If you attended my presentation, thank you for your interest. If you have never attended a Winter SWL Fest and are interested in any aspect of radio reception, consider attending next year. All frequencies from DC to Daylight are fair game.
Note: This article was originally published in March 2017. I’ve revisited and updated it in preparation for a talk that I’ll be giving at the 2018 Winter SWL Fest. I’ve simplified the installation process. While doing so, I learned that Google now requires an API key for the application to have access to their maps. My github fork of the dump 1090 code has been updated to account for this development.
A key component of next generation air traffic control is Automatic Dependent Surveillance – Broadcast (ADS-B). The current FAA mandate is for all included aircraft to output ADB-B transmissions no later than January 1, 2020. But you don’t have to wait to receive and map ADS-B. There is a lot of air traffic to be seen.

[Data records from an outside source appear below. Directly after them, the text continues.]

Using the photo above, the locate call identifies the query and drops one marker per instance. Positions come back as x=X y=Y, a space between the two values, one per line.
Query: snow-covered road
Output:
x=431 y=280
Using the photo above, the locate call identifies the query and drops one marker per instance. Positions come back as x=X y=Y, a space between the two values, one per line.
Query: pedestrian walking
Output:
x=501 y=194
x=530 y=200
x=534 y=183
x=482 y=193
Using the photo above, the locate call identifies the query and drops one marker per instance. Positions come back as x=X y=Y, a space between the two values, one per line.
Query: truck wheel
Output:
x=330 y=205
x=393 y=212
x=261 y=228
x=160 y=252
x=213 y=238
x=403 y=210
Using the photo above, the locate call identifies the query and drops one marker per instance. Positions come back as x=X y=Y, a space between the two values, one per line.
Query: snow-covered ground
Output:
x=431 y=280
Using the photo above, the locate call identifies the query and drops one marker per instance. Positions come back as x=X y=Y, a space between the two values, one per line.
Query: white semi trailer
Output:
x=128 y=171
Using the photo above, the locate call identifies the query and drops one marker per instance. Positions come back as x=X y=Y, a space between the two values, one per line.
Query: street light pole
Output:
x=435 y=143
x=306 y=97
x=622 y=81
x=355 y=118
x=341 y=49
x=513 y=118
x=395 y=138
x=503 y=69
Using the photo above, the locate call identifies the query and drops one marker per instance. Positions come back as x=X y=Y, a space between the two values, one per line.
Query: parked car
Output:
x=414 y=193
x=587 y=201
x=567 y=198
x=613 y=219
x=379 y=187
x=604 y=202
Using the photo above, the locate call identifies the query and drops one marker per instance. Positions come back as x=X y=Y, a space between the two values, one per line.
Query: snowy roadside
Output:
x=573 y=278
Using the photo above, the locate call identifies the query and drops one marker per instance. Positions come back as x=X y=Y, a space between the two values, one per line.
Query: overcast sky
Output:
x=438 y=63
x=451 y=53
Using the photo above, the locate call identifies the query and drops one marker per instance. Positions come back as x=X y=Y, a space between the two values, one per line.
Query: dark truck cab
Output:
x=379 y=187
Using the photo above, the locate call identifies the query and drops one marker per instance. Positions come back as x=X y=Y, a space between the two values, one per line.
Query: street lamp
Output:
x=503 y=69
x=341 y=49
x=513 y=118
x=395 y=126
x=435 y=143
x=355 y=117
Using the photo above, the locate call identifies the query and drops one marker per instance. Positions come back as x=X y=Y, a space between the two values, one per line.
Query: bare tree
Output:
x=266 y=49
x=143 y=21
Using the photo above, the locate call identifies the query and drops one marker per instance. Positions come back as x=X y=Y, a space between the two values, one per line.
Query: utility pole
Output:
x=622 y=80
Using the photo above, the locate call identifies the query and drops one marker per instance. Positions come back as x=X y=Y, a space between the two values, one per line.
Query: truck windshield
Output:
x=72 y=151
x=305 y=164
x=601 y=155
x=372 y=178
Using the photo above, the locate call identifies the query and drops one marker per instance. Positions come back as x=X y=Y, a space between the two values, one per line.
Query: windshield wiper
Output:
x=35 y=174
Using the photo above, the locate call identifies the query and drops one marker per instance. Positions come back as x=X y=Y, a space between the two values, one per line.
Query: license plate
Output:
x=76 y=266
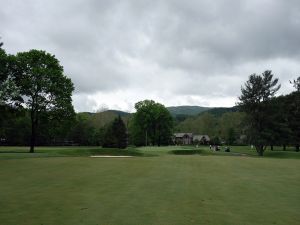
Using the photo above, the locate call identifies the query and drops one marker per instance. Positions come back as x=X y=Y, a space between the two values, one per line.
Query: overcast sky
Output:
x=194 y=52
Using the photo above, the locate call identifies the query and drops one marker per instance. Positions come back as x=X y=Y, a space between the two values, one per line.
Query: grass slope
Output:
x=168 y=189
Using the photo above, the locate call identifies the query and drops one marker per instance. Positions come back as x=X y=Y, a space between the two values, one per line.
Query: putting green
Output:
x=169 y=189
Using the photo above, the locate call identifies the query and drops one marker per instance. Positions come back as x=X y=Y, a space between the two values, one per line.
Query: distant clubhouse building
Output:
x=190 y=138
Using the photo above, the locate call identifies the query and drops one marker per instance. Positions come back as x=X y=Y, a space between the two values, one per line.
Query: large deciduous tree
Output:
x=152 y=124
x=44 y=88
x=255 y=101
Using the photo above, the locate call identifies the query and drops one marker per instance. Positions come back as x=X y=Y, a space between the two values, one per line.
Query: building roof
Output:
x=200 y=137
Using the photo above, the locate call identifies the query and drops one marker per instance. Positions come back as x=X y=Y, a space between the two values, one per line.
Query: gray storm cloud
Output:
x=193 y=52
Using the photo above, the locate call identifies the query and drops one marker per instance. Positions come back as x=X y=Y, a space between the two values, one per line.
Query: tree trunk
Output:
x=33 y=134
x=34 y=122
x=284 y=147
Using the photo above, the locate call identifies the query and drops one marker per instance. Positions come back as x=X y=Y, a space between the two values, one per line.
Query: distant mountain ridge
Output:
x=176 y=111
x=187 y=110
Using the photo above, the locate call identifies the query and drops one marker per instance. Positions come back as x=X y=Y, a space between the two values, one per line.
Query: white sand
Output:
x=110 y=156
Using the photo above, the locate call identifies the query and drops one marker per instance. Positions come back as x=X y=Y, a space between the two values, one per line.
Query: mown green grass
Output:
x=203 y=188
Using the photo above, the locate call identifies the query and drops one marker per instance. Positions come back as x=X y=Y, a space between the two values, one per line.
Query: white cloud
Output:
x=175 y=52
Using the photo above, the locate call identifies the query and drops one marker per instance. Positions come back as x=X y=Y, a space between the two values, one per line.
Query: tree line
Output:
x=36 y=109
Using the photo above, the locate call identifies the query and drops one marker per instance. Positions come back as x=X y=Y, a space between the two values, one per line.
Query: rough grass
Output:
x=203 y=188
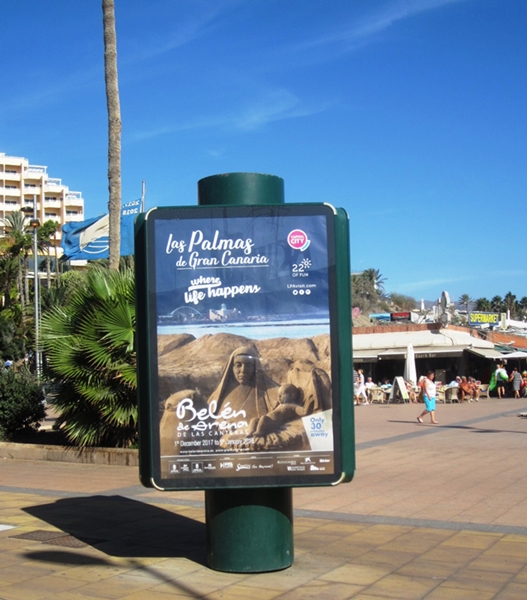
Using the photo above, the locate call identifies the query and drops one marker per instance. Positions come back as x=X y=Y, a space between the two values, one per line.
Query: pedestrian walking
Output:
x=429 y=397
x=501 y=377
x=516 y=380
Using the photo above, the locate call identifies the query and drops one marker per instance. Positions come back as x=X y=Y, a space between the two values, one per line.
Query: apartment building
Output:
x=23 y=184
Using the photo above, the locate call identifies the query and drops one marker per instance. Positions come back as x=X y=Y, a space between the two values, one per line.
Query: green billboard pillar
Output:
x=249 y=530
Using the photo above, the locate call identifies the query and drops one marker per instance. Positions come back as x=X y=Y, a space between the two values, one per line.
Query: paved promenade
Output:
x=435 y=512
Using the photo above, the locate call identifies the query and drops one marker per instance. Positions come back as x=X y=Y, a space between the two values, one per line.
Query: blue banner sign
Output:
x=483 y=318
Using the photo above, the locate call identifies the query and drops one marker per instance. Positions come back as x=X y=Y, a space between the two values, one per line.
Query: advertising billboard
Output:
x=483 y=318
x=241 y=386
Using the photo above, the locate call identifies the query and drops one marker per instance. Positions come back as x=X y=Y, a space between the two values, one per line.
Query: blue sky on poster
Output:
x=408 y=113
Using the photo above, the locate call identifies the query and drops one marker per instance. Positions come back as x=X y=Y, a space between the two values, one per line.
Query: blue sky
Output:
x=411 y=114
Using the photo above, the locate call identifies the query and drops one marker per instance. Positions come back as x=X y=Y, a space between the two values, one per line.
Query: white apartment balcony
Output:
x=27 y=203
x=31 y=188
x=74 y=218
x=53 y=184
x=9 y=206
x=10 y=191
x=52 y=203
x=51 y=217
x=9 y=176
x=36 y=169
x=74 y=199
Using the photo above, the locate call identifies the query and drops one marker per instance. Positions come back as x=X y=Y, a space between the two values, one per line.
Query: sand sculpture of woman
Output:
x=245 y=386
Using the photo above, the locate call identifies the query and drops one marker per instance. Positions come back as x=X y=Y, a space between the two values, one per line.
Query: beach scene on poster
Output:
x=243 y=347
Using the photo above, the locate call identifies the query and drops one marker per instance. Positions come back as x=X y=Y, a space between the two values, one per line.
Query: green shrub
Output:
x=21 y=403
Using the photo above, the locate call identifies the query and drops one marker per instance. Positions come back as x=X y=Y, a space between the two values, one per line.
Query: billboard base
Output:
x=249 y=530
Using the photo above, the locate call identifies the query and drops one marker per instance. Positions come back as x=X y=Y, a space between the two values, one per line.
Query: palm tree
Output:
x=45 y=232
x=523 y=306
x=114 y=130
x=18 y=245
x=375 y=279
x=89 y=346
x=8 y=274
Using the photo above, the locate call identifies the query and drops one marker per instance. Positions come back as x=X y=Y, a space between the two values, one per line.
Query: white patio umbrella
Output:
x=410 y=370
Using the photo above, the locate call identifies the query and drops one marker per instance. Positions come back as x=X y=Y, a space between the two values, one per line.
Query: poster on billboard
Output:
x=242 y=369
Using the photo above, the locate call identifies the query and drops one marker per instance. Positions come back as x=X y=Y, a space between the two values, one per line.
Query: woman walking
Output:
x=429 y=396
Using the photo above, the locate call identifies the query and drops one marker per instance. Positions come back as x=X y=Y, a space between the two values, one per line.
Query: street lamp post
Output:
x=35 y=224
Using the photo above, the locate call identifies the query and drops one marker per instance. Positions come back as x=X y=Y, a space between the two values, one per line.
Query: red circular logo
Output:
x=297 y=239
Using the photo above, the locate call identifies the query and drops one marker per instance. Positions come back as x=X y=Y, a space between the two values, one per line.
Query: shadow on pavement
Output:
x=123 y=527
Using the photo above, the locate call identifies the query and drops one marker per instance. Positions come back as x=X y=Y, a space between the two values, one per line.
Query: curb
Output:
x=121 y=457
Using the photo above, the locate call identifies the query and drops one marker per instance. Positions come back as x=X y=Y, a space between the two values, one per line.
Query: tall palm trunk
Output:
x=114 y=130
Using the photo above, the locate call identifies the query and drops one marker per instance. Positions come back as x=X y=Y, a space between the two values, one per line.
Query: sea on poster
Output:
x=244 y=359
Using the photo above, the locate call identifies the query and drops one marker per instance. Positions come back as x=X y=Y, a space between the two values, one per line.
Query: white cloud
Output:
x=272 y=105
x=367 y=29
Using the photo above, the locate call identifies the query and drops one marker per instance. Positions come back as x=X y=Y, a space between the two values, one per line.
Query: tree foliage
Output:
x=367 y=289
x=89 y=345
x=402 y=302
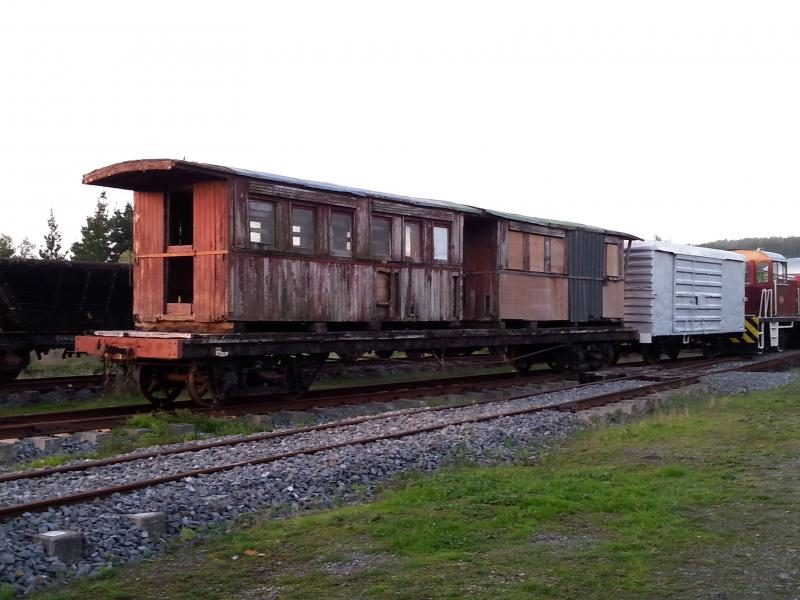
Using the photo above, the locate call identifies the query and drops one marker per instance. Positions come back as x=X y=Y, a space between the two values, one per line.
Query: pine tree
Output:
x=6 y=246
x=52 y=241
x=121 y=232
x=26 y=249
x=95 y=244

dump1090 as viewed via a remote web browser.
Some folks are using complete downloadable images that are set up to feed flight tracking services such as FlightAware. If you’re interested in doing this, The SWLing Post featured an article that you’ll enjoy. I wanted to explore whether I could use some items already on hand to see a map of overhead aircraft on any computer on my home network.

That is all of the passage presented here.